I haven’t contacted Trenton regardless of the ache to. Even on the nights I’m wide awake, staring at the ceiling, or crying into my pillow, I resist the urge. The heartbreak is devastating and now I completely understand what he meant when he said it would be me delivering it to myself. I hate myself for it. I hate my thoughts got muddy. My hurt has been unbearable.
In the dictionary, the word emptiness is defined as the state of containing nothing; vacant or unoccupied; hollow and meaningless. Nowhere does it state the severe abundance of pain, reverting into an erosion of one’s deprived heart.
One last look in the mirror and the reflection lies. I resemble a young woman in her late-twenties, happy and ready to have fun. My hair is in a high ponytail and I’m of course, dressed comfortably casual with a brown long-sleeved shirt and tan heels. But if you look closely, underneath the makeup covering the worn-out appearance and dark circles under my eyes, through my fake smile, you’d see the truth. I’m completely broken.

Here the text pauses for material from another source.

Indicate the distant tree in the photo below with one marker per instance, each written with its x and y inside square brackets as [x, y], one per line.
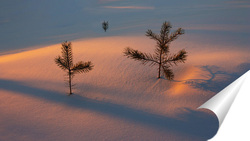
[161, 56]
[65, 62]
[105, 25]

April honks and I gather my things, heading out to her. A sexy but soft perfume immediately surrounds me when I drop into her Mercedes.
“You’re looking good,” she says.
“I’d say the same about you but I can’t see you through all the perfume,” I snort, trying to make myself get in a better mood. This wasn’t my plan to go out, but she strong-armed me into it, leaving me without a choice. Besides, that’s what friends are for, right?